HuggingFace authentication#

Many models require authentication to download from HuggingFace. Never commit tokens to version control.

Create a config template config.json.example:

{
  "HUGGINGFACE_TOKEN": ""
}

Copy it and add your token from huggingface.co/settings/tokens:

cp config.json.example config.json

Add config.json to .gitignore, then run with the config:

flutter run --dart-define-from-file=config.json

Access it in code:

void main() {
  WidgetsFlutterBinding.ensureInitialized();

  const token = String.fromEnvironment('HUGGINGFACE_TOKEN');

  FlutterGemma.initialize(
    huggingFaceToken: token.isNotEmpty ? token : null,
  );

  runApp(MyApp());
}

Which models require authentication?#

Gated (auth required): Gemma 4, Gemma3n (E2B, E4B), Gemma 3 1B, Gemma 3 270M, EmbeddingGemma.

Public (no auth): DeepSeek, Qwen3, Qwen 2.5, SmolLM, Phi-4, FastVLM.

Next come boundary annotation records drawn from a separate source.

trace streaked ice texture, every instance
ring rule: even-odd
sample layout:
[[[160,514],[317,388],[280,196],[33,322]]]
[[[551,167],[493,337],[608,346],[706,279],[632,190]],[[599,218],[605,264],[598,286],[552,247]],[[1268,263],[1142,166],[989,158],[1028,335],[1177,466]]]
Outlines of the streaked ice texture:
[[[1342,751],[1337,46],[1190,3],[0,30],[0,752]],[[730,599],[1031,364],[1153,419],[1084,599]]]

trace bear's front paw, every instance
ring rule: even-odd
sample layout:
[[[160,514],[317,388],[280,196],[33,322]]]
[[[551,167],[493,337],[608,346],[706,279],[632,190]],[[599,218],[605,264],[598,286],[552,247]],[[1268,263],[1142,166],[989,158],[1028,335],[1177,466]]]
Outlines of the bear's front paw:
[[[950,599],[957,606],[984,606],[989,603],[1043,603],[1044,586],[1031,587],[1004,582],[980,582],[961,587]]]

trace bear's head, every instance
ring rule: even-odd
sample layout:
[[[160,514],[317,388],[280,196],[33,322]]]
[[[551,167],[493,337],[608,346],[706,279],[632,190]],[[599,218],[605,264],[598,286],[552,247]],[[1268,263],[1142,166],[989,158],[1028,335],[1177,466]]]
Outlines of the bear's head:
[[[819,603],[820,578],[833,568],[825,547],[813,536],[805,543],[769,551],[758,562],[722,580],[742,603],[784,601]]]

To use a gated repo: visit the model page → "Request Access" button.

Logging#

The plugin's internal logs are silent in release builds — model output, prompts, and conversation history are never written to logcat / syslog. In debug builds they're shown according to FlutterGemma.logLevel:

LevelWhat it prints (debug only)
GemmaLogLevel.noneNothing — fully silent.
GemmaLogLevel.info (default)Lifecycle, errors, diagnostics. No model output / prompts.
GemmaLogLevel.verboseEverything above plus model output, prompts, and conversation history.
import 'package:flutter_gemma/flutter_gemma.dart';

// See the model's generated tokens and prompts while debugging:
FlutterGemma.logLevel = GemmaLogLevel.verbose;

// Or silence the plugin entirely:
FlutterGemma.logLevel = GemmaLogLevel.none;

Release builds are always silent regardless of this setting. The level is process-global and per-isolate; set it once at startup.